Il dubbio

Il dubbio e la paura

di Cecilia Salizzoni

 

Il cinema c’entra poco nel film che John Patrick Shanley ha tratto dal proprio dramma teatrale presentato off-Broadway nel 2004 e diventato in breve un successo internazionale. Il dubbio è un film da camera giocato nel continuum imprecisato tra canonica e scuola cattolica di una parrocchia del Bronx, che si regge sulla contrapposizione di due caratteri e sulla bravura mostruosa, benché caricata, degli interpreti. Lei è Meryl Streep che nel giro di pochi mesi vediamo passare dai jeans hippy e libertari di Mamma mia! alla rigida cuffia nera preconciliare di sister Aloysius, preside a St.Nicholas; lui è Philip Seymour Hoffman che lo scorso anno faceva il figlio quarantenne malmaturato nella Famiglia Savage, e ora veste la talare irlandese in modo impressionante. A mediare tra i due e lo spettatore, la giovane sister James, candida ma non per questo innocua, cui presta volto e modi perfetti Amy Adams piombata qui in differita dal pozzo fatato di Come d’incanto.

Lo scontro è tra due modi di intendere la fede e di essere nel mondo. Da un lato la modernità di padre Flynn che preannuncia il Concilio e una visione cristiana nettamente spostata sul versante dell’amore per il prossimo e la comprensione delle debolezze umane; dall’altra la certezza granitica di suor Aloysius guardiana dell’ordine antico, attento più alla virtù che all’amore, sempre pronto a ingaggiar battaglia col Male senza preoccuparsi troppo dei “danni collaterali”. Il primo è “incarnato” nel mondo fino all’ambiguità, la seconda custodisce la spiritualità ascetica del “contemptus mundi”. Uno scontro irriducibile, anche perché non tra persone, ma tra idee.

In questo è il limite del film che è più allegoria che metafora di una situazione ambientata all’inizio degli anni ’60 ma ancor oggi non risolta, tra un vento conciliare che invita ad aprire fiduciosamente le finestre al mondo, e la paura di fronte alla novità violenta di quel vento che rischia di mandare a quel paese anche il bello del vecchio ordine.
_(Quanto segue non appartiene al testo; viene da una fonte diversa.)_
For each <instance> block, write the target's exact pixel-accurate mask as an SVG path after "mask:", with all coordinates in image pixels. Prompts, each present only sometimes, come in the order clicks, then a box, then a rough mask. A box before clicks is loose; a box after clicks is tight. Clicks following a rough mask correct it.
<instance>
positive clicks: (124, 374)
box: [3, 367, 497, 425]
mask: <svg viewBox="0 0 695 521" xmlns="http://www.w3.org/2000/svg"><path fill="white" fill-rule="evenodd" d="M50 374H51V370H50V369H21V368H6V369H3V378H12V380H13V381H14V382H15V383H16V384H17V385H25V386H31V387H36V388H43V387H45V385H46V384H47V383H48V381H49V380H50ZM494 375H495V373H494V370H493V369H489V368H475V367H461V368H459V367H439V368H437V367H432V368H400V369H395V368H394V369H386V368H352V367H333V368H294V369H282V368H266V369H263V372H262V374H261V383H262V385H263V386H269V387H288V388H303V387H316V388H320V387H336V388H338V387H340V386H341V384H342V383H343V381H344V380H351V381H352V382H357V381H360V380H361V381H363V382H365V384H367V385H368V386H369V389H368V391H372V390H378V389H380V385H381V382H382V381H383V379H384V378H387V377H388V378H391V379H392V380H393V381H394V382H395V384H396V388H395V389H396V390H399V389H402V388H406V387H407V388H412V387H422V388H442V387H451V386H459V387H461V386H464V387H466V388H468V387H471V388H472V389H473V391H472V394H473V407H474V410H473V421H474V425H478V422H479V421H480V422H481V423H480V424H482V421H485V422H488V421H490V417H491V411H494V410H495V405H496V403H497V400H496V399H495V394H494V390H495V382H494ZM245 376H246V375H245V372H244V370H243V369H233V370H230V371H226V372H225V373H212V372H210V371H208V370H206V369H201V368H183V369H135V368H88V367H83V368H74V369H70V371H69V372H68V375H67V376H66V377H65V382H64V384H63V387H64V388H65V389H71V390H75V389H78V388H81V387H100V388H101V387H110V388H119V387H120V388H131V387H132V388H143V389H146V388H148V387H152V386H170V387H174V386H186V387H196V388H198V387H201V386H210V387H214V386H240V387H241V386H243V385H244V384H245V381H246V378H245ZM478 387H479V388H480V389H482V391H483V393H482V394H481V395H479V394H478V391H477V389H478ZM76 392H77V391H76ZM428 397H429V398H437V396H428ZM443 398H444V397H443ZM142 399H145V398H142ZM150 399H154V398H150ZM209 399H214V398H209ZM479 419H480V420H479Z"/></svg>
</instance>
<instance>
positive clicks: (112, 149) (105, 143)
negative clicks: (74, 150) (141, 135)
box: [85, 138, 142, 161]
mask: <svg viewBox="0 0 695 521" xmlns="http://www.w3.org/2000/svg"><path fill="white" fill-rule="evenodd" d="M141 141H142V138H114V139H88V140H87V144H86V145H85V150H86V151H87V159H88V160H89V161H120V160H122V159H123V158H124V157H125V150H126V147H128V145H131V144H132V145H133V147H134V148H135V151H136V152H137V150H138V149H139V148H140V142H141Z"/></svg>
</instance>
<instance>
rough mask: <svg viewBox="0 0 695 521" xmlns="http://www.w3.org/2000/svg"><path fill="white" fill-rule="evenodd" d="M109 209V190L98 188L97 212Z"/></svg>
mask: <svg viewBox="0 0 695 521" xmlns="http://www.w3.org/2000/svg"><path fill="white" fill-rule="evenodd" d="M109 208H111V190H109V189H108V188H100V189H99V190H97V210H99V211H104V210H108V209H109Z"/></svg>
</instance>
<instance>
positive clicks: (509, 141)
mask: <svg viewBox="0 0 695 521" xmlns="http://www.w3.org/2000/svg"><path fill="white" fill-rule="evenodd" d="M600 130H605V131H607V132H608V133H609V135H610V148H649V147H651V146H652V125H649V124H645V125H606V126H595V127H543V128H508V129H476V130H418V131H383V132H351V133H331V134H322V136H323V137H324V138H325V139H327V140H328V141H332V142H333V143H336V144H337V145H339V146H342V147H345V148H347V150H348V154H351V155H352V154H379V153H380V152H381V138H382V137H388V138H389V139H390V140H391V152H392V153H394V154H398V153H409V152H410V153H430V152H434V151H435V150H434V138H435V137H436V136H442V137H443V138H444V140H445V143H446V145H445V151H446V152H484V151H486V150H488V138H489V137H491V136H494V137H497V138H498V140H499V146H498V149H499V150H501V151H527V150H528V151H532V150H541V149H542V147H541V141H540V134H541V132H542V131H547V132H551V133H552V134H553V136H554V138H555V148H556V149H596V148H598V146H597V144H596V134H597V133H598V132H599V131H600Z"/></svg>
Quanto al dubbio del titolo, per l’uno è approccio necessario alla complessità misteriosa della realtà e condizione per la comunione e la fede (come il naufrago nella parabola all’inizio del film). Per l’altra, più prosaicamente, è il sospetto nei confronti della carica sovversiva di padre Flynn che può mandare in pezzi il mondo, come il vento nel giardino della canonica in quel tardo auntunno del ’64. È per questo che si scatena sulla traccia delle molestie sessuali nei confronti dell’unico studente di colore, il dodicenne a rischio Donald Miller, pur senza prove, quando l’angelica James le offre il destro. Dopo di che, raggiunto il climax della contrapposizione, il film entra in stallo e precipita in un finale che fa patta tra l’apparente vittoria di lei e la sostanziale (e fuori campo) promozione di lui, più una nemesi appiccicata che impone a sister Aloysius di vivere nel dubbio, “un atroce dubbio” prezzo della battaglia.

 


 

Nello spettatore il dubbio si insinua a scoppio ritardato, dopo la visione, quando superato l’impatto della messa in scena che non lascia dubbi verso chi debba andare la simpatia, comincia a domandarsi se, tutto sommato, qualche sr. Aloysius in più non avrebbe risparmiato alla Chiesa americana il naufragio tra gli scandali pedofili. La risacca del dubbio porta allora a galla dettagli incongrui nella rappresentazione di p. Flynn, e disturbanti, come l’insistita esibizione delle unghie lunghe ma curate, la repulsione istintiva di un allievo, la cena coi confratelli impregnata di volgare disprezzo per le donne, l’arroganza naturale con cui nell’ufficio della preside siede al posto di lei o abbassa le veneziane che lei ha alzato; dettagli che non riequilibrano il discorso filmico, come vorrebbe l’autore, ma almeno lo incrinano. Quel tanto che basta per chiedersi se davvero p. Flynn rappresenti la novità del Concilio o soltanto l’altra faccia di Sr. Aloysius, e se la violenza di quel vento non chieda una riconciliazione più radicale dentro la chiesa, a monte della riconciliazione tra modernità e tradizione, tra maschile e femminile; nel riconoscimento reciproco pieno e paritario, in una “nuova” contemplazione del mistero dell’immagine e somiglianza che si realizza nell’unione tra i due generi. Sembra questo il sottotesto espressivo più interessante del film e l’anno paolino potrebbe essere l’occasione giusta per raccogliere la provocazione.